Fino ad ora, il nord Italia è stato investito da temporali intensi e piogge torrenziali che si sono alternate a un grande caldo afoso e umido. In questa fase, tuttavia, non si sono viste estreme ondate di caldo legate alle fasi di alta pressione che in effetti tarda ad arrivare rispetto agli anni precedenti. I contrasti tra temperature fredde e poi calde alimentano ancora di più i temporali che si fanno ancora più violenti con grandine, vento, trombe d’aria, lampi. Il tutto è legato al surriscaldamento delle acque oceaniche che comportano una maggiore umidità a vapore acqueo nell’aria dell’atmosfera.
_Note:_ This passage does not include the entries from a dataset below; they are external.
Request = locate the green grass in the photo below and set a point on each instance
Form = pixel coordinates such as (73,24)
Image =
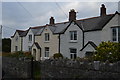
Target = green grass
(36,72)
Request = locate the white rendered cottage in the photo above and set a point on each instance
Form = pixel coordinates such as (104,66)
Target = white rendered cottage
(79,38)
(23,40)
(74,38)
(16,41)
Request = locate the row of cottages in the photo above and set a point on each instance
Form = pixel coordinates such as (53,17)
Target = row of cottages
(74,38)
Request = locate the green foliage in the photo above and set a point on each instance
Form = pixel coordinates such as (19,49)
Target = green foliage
(107,51)
(6,45)
(19,54)
(57,55)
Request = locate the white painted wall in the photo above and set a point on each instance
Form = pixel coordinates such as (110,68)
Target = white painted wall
(106,33)
(15,43)
(26,41)
(52,44)
(94,36)
(37,57)
(65,44)
(88,48)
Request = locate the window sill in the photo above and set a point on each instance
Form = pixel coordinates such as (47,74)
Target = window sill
(29,41)
(46,41)
(46,57)
(73,41)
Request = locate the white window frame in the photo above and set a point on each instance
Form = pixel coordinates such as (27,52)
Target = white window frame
(16,38)
(72,36)
(29,48)
(73,55)
(30,37)
(117,34)
(47,51)
(16,48)
(47,37)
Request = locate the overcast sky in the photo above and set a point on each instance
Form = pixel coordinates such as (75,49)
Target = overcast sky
(22,15)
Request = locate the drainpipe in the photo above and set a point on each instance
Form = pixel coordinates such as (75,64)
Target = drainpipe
(83,38)
(21,43)
(59,44)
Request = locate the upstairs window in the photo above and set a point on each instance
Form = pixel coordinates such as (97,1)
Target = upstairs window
(119,34)
(73,53)
(30,38)
(114,34)
(29,48)
(73,35)
(47,37)
(16,38)
(46,51)
(16,48)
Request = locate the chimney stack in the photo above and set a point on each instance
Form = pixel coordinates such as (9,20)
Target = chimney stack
(102,10)
(72,15)
(51,21)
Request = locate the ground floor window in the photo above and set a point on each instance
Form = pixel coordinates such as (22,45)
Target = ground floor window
(73,53)
(34,53)
(29,48)
(16,48)
(46,51)
(88,53)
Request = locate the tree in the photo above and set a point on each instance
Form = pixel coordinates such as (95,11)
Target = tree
(107,51)
(6,45)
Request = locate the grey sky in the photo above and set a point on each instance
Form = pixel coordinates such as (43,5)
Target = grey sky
(14,16)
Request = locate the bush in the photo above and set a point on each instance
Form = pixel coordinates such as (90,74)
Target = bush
(19,54)
(57,55)
(107,51)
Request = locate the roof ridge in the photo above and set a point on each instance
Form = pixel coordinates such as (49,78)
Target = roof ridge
(92,17)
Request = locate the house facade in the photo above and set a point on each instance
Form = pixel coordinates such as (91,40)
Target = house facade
(16,41)
(74,38)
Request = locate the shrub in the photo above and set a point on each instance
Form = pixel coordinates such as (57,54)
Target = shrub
(57,55)
(19,54)
(108,51)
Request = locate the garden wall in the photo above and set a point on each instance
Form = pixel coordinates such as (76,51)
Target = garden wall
(62,68)
(77,69)
(16,67)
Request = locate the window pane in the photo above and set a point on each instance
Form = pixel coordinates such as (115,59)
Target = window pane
(30,37)
(16,48)
(73,35)
(46,36)
(119,34)
(46,51)
(73,53)
(72,50)
(114,32)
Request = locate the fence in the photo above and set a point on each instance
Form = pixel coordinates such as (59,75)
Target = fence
(62,68)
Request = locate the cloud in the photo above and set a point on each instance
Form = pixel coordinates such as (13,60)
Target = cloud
(15,16)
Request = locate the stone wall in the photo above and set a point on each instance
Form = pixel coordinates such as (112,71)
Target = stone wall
(77,69)
(62,68)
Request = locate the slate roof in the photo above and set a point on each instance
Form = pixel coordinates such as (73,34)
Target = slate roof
(91,43)
(37,45)
(95,23)
(88,24)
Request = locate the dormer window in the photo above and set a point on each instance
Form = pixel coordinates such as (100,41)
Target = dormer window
(16,38)
(73,35)
(116,34)
(30,38)
(47,37)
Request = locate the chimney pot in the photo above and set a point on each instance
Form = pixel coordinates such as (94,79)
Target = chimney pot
(51,20)
(102,10)
(72,15)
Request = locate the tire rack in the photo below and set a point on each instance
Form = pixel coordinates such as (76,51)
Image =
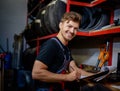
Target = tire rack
(98,33)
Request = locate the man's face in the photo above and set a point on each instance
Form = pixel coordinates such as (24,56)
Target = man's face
(69,29)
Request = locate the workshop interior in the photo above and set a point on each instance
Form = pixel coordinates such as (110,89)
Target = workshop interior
(26,24)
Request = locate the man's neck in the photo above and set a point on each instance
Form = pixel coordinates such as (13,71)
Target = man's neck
(63,41)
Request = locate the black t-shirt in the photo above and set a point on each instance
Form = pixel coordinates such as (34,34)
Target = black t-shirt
(52,54)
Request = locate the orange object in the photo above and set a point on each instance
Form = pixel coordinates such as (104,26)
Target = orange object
(104,55)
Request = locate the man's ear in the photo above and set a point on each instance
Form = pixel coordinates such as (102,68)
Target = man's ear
(60,25)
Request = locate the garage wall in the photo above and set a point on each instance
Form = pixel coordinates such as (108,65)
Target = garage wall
(12,20)
(87,52)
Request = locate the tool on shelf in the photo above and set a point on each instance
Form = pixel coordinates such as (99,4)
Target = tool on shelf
(103,56)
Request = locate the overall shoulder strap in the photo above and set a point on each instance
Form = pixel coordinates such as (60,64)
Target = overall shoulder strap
(58,43)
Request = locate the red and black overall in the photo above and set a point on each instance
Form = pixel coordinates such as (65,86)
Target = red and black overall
(61,70)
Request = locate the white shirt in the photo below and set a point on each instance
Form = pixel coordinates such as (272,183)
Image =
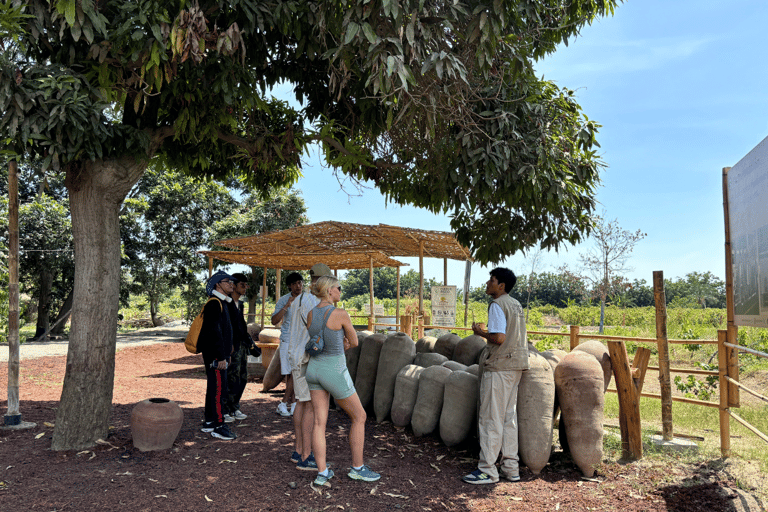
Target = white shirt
(497,322)
(298,334)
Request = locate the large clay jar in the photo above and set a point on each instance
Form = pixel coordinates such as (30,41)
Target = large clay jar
(406,392)
(367,366)
(426,344)
(155,423)
(426,359)
(459,414)
(600,351)
(429,400)
(353,355)
(468,350)
(579,382)
(535,401)
(398,351)
(446,344)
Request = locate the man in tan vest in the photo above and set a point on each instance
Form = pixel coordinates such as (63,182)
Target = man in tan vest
(503,362)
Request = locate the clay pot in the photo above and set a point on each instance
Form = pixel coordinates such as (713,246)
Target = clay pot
(155,423)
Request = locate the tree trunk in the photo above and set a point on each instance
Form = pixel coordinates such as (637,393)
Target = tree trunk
(64,312)
(96,191)
(602,315)
(44,305)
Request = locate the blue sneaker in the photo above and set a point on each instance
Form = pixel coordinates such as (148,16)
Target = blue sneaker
(478,477)
(308,464)
(365,474)
(321,480)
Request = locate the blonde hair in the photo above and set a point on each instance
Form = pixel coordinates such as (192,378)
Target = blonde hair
(321,288)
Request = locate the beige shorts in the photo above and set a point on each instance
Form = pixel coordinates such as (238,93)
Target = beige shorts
(300,386)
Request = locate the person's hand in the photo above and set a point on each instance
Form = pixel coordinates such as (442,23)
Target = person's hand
(478,328)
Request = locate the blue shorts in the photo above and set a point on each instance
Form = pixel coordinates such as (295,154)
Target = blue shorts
(330,374)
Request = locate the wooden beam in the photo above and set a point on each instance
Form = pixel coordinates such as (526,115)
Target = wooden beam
(725,419)
(263,297)
(628,388)
(665,381)
(732,330)
(13,416)
(421,281)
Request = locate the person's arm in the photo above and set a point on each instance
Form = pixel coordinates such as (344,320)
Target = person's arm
(497,322)
(350,334)
(279,314)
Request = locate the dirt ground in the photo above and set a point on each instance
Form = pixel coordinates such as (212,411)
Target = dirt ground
(253,472)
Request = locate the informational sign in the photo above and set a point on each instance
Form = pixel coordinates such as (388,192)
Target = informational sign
(378,309)
(444,306)
(748,219)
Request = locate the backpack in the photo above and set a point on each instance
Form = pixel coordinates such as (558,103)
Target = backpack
(194,330)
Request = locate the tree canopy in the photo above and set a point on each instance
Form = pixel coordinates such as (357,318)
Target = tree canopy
(435,103)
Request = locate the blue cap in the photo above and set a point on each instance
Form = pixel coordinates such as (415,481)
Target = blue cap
(214,280)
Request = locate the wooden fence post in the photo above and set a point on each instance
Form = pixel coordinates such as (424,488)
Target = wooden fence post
(725,418)
(629,384)
(574,336)
(665,381)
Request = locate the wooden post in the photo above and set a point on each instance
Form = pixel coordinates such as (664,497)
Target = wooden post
(725,418)
(372,316)
(421,283)
(467,275)
(629,384)
(277,284)
(732,330)
(263,297)
(665,381)
(13,416)
(733,366)
(397,304)
(574,336)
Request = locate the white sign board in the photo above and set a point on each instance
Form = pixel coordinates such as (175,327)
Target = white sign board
(378,309)
(444,306)
(748,219)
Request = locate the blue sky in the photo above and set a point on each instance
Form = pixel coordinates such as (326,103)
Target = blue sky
(680,89)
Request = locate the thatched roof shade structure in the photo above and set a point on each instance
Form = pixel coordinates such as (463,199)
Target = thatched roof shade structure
(341,245)
(304,261)
(332,237)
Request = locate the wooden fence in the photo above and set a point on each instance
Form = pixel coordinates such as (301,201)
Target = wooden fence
(728,373)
Le conseguenze del fenomeno de La Niña

Invece, il fenomeno de La Nina comporta un rapido raffreddamento delle medesime acque, cioè un fenomeno opposto al primo. I benefici di questa fase, tuttavia, arriveranno a fine estate e inizio autunno, cioè troppo tardi per mitigare gli effetti de El Nino. In sostanza, piogge torrenziali e calore estremo caratterizzeranno ancora l’estate italiana, momento in cui si farà grande ricorso a soluzioni come il condizionatore d’aria. Infatti, la maggior parte delle famiglie italiane si accinge a installare un climatizzatore d’aria per smettere di soffrire per via del caldo umido. Per avere subito ulteriori dettagli, fai click su www.condizionatorearistonroma.it

Purtroppo, l’arrivo de El Nino e l’alternarsi con il suo opposto, La Nina, non sono prevedibili con precisione. Il primo si presenta all’incirca ogni 5 – 7 anni e non è detto che poi segua sempre il fenomeno de La Nina. Tuttavia, si è osservato che negli ultimi anni, l’alternarsi delle due fasi si è fatto più rapido, rendendo difficile mettere in campo adeguate strategie di adattamento e mitigazione.